K vitamins are a group of fat-soluble vitamins. The two most important forms found in food are vitamin K1 (phylloquinone) and Vitamin K2 (menaquinone). Vitamin K1 is known for its role in blood coagulation (clotting). Vitamin K2 also contributes to coagulation, but more importantly, it is a form newly recognized for its essential role in building and maintaining strong bones, as well as inhibiting calcium deposits in the arteries and blood vessels.
Supplemental Vitamin K2 exists in several forms, but the most common ones are the synthetic menaquinone-4 (MK-4) and the natural and nature-identical synthetic menaquinone-7 (MK-7).

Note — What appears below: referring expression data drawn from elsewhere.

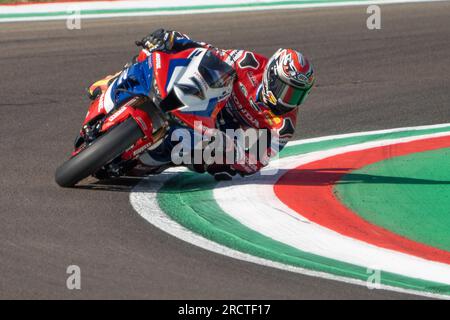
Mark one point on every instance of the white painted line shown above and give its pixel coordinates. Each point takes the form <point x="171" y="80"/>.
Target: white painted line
<point x="160" y="8"/>
<point x="254" y="204"/>
<point x="143" y="200"/>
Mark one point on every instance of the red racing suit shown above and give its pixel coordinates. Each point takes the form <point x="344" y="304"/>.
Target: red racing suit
<point x="244" y="109"/>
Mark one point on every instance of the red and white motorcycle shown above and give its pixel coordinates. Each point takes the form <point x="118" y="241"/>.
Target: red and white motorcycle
<point x="133" y="111"/>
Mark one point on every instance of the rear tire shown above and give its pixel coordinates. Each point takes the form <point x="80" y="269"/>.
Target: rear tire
<point x="100" y="152"/>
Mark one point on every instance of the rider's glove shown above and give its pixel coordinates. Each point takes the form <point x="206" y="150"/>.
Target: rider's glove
<point x="159" y="39"/>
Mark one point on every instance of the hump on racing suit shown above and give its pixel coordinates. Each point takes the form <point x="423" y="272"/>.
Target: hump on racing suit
<point x="243" y="110"/>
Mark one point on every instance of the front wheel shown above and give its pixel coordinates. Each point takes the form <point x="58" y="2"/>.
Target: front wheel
<point x="99" y="153"/>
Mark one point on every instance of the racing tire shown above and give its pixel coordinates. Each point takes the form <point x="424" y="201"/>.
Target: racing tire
<point x="99" y="153"/>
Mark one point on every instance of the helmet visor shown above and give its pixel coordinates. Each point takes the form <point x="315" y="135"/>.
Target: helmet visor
<point x="287" y="95"/>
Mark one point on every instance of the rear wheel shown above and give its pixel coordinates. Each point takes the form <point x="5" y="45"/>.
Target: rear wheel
<point x="99" y="153"/>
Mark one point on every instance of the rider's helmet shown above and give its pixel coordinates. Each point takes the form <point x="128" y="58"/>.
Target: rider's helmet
<point x="287" y="80"/>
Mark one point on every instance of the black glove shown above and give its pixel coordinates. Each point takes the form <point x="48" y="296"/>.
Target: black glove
<point x="159" y="39"/>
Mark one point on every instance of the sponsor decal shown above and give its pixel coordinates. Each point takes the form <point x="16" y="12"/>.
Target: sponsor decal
<point x="243" y="89"/>
<point x="244" y="112"/>
<point x="249" y="61"/>
<point x="252" y="79"/>
<point x="143" y="148"/>
<point x="158" y="61"/>
<point x="117" y="114"/>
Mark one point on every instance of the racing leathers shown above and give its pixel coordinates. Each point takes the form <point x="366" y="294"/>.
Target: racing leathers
<point x="244" y="108"/>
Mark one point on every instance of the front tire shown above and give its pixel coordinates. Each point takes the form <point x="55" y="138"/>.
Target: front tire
<point x="99" y="153"/>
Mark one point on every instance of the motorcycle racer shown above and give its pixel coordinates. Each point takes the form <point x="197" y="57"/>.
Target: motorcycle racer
<point x="266" y="95"/>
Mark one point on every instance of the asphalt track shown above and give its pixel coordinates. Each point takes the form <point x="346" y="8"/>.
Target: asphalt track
<point x="367" y="80"/>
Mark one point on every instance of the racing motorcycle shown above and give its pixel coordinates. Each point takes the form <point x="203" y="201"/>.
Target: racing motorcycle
<point x="138" y="107"/>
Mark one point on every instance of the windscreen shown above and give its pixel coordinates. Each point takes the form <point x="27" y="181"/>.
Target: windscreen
<point x="216" y="73"/>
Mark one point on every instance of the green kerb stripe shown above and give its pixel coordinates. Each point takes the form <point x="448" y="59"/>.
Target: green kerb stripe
<point x="174" y="9"/>
<point x="188" y="199"/>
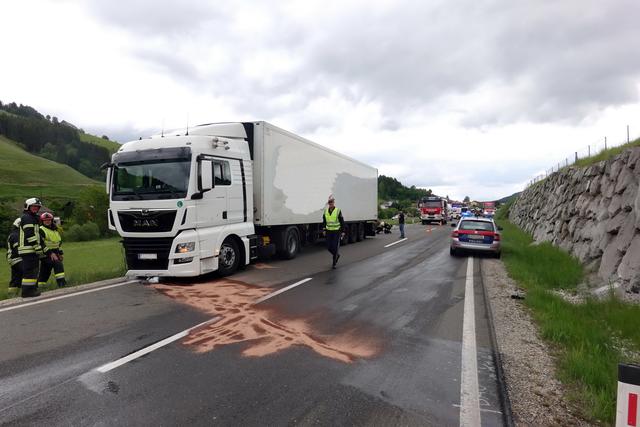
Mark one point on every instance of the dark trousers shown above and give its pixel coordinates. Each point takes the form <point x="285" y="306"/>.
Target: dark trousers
<point x="16" y="275"/>
<point x="30" y="266"/>
<point x="333" y="243"/>
<point x="46" y="265"/>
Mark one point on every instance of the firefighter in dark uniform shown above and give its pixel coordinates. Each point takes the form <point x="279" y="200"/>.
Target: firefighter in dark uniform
<point x="333" y="224"/>
<point x="52" y="259"/>
<point x="13" y="241"/>
<point x="30" y="248"/>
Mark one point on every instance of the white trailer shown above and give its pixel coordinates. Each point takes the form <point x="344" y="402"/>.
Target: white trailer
<point x="221" y="194"/>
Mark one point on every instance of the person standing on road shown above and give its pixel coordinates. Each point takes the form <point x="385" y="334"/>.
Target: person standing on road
<point x="333" y="224"/>
<point x="401" y="224"/>
<point x="13" y="241"/>
<point x="53" y="255"/>
<point x="30" y="248"/>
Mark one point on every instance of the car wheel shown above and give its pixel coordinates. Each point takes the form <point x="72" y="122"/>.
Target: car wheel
<point x="229" y="258"/>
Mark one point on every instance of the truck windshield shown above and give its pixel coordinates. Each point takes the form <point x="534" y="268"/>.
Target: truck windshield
<point x="166" y="179"/>
<point x="432" y="204"/>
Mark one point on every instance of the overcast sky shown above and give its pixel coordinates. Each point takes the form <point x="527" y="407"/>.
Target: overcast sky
<point x="466" y="97"/>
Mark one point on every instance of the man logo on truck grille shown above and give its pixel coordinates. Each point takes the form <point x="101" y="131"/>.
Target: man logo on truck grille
<point x="145" y="223"/>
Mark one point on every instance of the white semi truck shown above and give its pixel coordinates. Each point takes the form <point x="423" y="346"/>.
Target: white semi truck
<point x="220" y="195"/>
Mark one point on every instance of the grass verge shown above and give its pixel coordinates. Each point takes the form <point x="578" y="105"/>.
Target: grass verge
<point x="84" y="262"/>
<point x="589" y="339"/>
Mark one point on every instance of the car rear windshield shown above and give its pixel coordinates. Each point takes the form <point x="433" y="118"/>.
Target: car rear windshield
<point x="476" y="225"/>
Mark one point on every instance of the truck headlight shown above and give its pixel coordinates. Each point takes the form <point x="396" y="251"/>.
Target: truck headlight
<point x="183" y="248"/>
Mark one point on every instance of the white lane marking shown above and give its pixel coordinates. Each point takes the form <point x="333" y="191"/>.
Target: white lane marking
<point x="469" y="394"/>
<point x="491" y="411"/>
<point x="395" y="243"/>
<point x="112" y="365"/>
<point x="278" y="292"/>
<point x="29" y="304"/>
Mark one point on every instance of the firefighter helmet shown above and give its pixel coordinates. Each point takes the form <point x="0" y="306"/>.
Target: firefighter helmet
<point x="34" y="201"/>
<point x="46" y="216"/>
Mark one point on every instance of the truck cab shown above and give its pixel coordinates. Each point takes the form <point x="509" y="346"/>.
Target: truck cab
<point x="182" y="203"/>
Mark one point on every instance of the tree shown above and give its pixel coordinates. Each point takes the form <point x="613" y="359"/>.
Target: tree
<point x="92" y="207"/>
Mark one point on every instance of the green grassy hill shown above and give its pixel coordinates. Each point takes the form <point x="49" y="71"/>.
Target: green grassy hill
<point x="24" y="175"/>
<point x="92" y="139"/>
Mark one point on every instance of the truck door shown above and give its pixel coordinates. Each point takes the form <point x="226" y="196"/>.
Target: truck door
<point x="216" y="201"/>
<point x="237" y="194"/>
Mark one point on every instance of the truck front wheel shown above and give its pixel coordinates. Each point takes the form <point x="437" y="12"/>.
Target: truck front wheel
<point x="229" y="258"/>
<point x="291" y="243"/>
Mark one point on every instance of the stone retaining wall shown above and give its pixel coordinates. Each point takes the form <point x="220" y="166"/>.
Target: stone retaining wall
<point x="592" y="212"/>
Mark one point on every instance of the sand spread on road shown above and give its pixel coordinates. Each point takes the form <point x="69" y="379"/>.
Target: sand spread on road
<point x="262" y="330"/>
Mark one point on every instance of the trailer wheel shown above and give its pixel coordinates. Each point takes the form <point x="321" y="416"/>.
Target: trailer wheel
<point x="353" y="233"/>
<point x="229" y="258"/>
<point x="291" y="243"/>
<point x="345" y="240"/>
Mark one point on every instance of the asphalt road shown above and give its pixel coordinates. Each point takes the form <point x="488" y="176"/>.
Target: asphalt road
<point x="378" y="341"/>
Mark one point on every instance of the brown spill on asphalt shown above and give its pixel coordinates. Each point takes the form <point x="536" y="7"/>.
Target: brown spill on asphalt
<point x="259" y="328"/>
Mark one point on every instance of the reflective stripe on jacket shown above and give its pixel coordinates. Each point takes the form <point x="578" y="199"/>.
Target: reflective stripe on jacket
<point x="12" y="248"/>
<point x="29" y="234"/>
<point x="50" y="239"/>
<point x="332" y="219"/>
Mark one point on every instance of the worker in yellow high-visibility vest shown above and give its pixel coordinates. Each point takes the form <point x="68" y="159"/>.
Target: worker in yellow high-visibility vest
<point x="53" y="255"/>
<point x="29" y="247"/>
<point x="333" y="224"/>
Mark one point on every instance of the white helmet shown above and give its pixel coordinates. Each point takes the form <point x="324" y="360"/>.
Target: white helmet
<point x="34" y="201"/>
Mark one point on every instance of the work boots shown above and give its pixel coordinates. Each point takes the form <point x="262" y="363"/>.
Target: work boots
<point x="29" y="291"/>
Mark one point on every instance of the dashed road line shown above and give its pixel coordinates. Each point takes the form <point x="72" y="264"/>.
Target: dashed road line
<point x="396" y="242"/>
<point x="112" y="365"/>
<point x="469" y="393"/>
<point x="278" y="292"/>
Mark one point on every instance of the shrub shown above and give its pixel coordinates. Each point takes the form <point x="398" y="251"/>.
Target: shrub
<point x="91" y="231"/>
<point x="82" y="233"/>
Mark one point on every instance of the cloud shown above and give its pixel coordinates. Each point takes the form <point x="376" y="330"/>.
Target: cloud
<point x="438" y="94"/>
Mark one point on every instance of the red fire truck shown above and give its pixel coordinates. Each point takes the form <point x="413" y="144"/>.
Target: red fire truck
<point x="489" y="209"/>
<point x="433" y="209"/>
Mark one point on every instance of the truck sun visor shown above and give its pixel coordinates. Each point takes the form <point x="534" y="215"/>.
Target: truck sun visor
<point x="157" y="155"/>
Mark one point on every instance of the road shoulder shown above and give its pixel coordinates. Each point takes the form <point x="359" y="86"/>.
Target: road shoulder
<point x="63" y="291"/>
<point x="537" y="397"/>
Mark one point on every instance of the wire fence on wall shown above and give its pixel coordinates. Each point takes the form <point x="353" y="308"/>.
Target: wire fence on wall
<point x="590" y="150"/>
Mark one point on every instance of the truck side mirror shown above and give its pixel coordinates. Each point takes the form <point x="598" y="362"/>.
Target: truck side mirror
<point x="108" y="180"/>
<point x="206" y="176"/>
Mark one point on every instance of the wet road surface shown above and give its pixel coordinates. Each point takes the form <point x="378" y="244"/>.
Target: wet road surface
<point x="377" y="341"/>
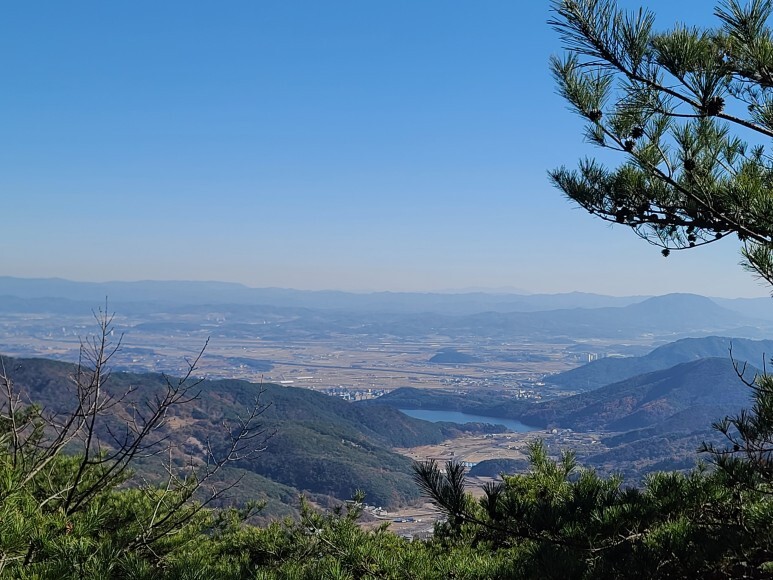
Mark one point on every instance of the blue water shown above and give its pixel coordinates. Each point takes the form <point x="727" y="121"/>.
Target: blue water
<point x="457" y="417"/>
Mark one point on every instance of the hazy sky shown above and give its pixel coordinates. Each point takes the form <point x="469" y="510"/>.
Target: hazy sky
<point x="357" y="145"/>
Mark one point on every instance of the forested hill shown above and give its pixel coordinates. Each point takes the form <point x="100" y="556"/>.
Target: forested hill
<point x="604" y="371"/>
<point x="649" y="398"/>
<point x="321" y="444"/>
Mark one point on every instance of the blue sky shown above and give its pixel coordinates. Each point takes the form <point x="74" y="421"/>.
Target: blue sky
<point x="356" y="145"/>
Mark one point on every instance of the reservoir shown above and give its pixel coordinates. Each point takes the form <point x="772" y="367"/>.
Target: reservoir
<point x="457" y="417"/>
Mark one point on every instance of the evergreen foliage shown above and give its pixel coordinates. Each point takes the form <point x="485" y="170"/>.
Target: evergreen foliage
<point x="668" y="102"/>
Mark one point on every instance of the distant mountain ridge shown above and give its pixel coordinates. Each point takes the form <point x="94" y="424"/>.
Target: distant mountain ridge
<point x="604" y="371"/>
<point x="648" y="399"/>
<point x="195" y="292"/>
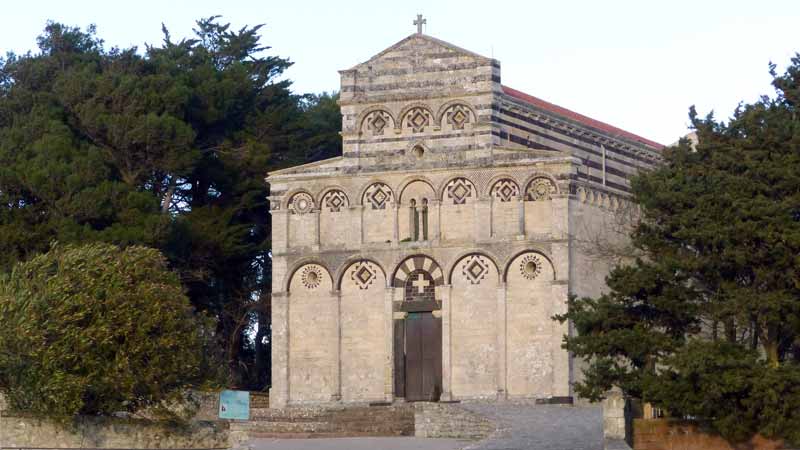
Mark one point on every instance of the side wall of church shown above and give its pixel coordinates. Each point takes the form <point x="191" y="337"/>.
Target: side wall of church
<point x="364" y="332"/>
<point x="474" y="320"/>
<point x="599" y="227"/>
<point x="531" y="332"/>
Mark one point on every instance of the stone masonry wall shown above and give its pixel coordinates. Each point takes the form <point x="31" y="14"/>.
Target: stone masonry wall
<point x="106" y="433"/>
<point x="440" y="420"/>
<point x="666" y="434"/>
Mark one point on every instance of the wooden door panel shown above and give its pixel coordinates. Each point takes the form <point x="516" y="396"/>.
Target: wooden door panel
<point x="423" y="360"/>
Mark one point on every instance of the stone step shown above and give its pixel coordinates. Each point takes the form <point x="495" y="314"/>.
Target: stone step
<point x="396" y="420"/>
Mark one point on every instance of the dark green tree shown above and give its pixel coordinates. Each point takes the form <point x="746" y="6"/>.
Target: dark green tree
<point x="97" y="330"/>
<point x="166" y="147"/>
<point x="706" y="323"/>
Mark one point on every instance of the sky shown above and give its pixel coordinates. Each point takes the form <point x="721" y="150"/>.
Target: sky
<point x="637" y="65"/>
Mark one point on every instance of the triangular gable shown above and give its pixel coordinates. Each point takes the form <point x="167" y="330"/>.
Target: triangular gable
<point x="422" y="40"/>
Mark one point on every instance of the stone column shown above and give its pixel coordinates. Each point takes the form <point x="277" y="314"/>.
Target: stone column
<point x="337" y="352"/>
<point x="562" y="360"/>
<point x="502" y="346"/>
<point x="388" y="342"/>
<point x="396" y="224"/>
<point x="316" y="214"/>
<point x="280" y="230"/>
<point x="437" y="215"/>
<point x="616" y="415"/>
<point x="483" y="220"/>
<point x="279" y="392"/>
<point x="358" y="224"/>
<point x="421" y="232"/>
<point x="447" y="360"/>
<point x="562" y="367"/>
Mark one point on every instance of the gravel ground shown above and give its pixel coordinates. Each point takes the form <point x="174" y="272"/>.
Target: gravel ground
<point x="402" y="443"/>
<point x="521" y="427"/>
<point x="541" y="427"/>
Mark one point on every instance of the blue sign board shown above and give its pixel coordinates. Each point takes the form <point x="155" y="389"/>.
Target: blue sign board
<point x="234" y="405"/>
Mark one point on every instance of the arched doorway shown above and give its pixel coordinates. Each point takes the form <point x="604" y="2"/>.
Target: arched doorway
<point x="418" y="330"/>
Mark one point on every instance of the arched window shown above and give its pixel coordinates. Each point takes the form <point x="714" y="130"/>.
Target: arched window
<point x="418" y="220"/>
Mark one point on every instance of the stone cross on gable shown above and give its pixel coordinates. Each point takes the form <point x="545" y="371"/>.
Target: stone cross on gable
<point x="419" y="22"/>
<point x="421" y="283"/>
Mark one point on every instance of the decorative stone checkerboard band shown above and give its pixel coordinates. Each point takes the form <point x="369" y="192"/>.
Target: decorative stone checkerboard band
<point x="457" y="190"/>
<point x="416" y="118"/>
<point x="416" y="263"/>
<point x="421" y="272"/>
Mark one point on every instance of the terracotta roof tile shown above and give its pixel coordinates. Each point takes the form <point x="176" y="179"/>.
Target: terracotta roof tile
<point x="564" y="112"/>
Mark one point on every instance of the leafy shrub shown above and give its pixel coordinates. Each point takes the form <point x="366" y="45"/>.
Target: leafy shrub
<point x="96" y="330"/>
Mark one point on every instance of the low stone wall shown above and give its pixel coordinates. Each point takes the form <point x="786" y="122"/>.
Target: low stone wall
<point x="109" y="433"/>
<point x="447" y="420"/>
<point x="328" y="421"/>
<point x="666" y="434"/>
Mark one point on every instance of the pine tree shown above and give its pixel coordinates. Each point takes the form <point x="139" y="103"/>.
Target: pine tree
<point x="707" y="323"/>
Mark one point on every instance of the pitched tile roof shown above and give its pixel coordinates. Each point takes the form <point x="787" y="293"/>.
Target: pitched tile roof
<point x="588" y="121"/>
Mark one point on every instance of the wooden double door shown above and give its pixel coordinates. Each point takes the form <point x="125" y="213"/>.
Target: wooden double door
<point x="422" y="357"/>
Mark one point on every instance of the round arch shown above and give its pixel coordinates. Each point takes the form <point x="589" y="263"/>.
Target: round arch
<point x="363" y="191"/>
<point x="510" y="260"/>
<point x="403" y="112"/>
<point x="299" y="264"/>
<point x="287" y="198"/>
<point x="404" y="184"/>
<point x="487" y="190"/>
<point x="440" y="192"/>
<point x="535" y="175"/>
<point x="362" y="116"/>
<point x="419" y="261"/>
<point x="452" y="267"/>
<point x="446" y="105"/>
<point x="353" y="260"/>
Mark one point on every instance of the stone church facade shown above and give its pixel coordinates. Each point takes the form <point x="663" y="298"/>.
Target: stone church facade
<point x="426" y="262"/>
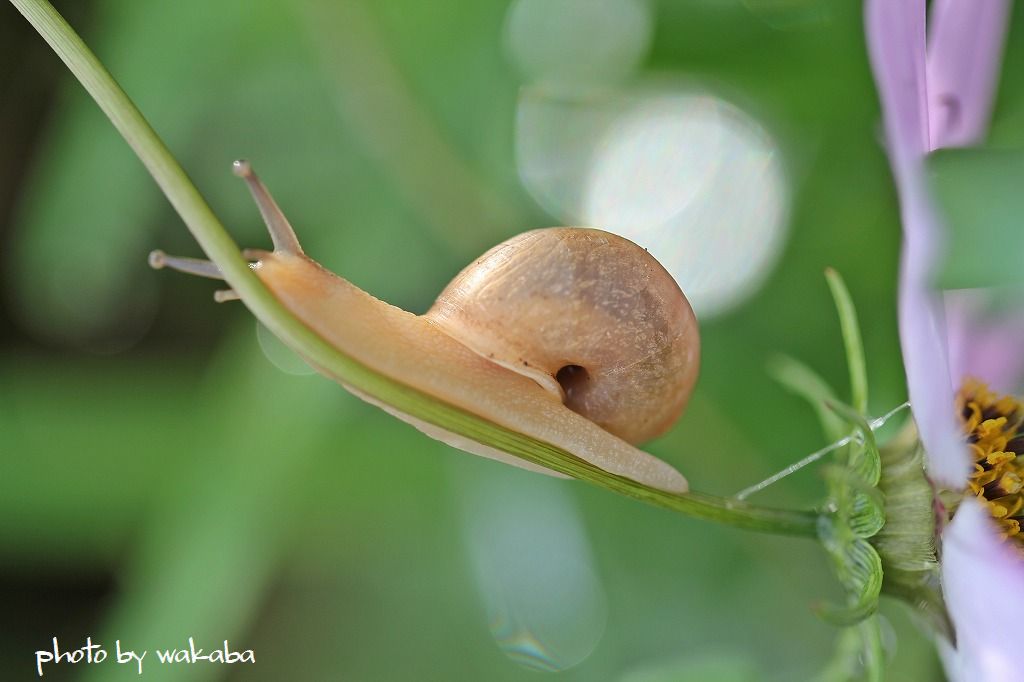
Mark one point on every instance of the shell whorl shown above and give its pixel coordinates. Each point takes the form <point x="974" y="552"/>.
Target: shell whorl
<point x="590" y="315"/>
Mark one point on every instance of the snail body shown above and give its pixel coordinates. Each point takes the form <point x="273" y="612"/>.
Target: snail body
<point x="574" y="337"/>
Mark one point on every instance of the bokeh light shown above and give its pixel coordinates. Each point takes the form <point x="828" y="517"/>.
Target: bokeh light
<point x="532" y="567"/>
<point x="676" y="169"/>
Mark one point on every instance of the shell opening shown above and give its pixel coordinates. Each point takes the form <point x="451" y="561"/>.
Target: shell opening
<point x="573" y="380"/>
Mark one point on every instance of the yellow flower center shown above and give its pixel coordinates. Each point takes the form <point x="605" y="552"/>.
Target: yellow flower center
<point x="993" y="425"/>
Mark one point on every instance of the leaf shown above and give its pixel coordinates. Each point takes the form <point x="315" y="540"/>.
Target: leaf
<point x="979" y="194"/>
<point x="851" y="340"/>
<point x="808" y="384"/>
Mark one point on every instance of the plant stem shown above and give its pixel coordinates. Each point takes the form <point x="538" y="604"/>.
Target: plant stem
<point x="224" y="252"/>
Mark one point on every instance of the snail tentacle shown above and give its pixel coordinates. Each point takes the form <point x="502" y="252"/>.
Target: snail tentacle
<point x="285" y="240"/>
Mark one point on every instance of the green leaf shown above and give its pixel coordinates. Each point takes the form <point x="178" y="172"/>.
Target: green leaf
<point x="851" y="340"/>
<point x="979" y="194"/>
<point x="808" y="384"/>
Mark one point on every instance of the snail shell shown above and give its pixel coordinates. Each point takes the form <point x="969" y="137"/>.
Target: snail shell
<point x="589" y="315"/>
<point x="574" y="337"/>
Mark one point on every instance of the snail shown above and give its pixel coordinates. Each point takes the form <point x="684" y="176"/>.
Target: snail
<point x="574" y="337"/>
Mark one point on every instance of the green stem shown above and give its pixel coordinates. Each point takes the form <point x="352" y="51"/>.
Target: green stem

MK-7 is the superior form of vitamin K
All K vitamins are similar in structure, but differ in the length of the “side chain” – the longer the side chain, the better effect and efficiency. Consequently, the long-chain menaquinones (especially MK-7) are the most desirable as they are nearly completely absorbed (body requires smaller doses) and stay in the blood for the longest time. This makes Vitamin K2 also available for tissues outside the liver, namely bones, arteries, and soft tissues.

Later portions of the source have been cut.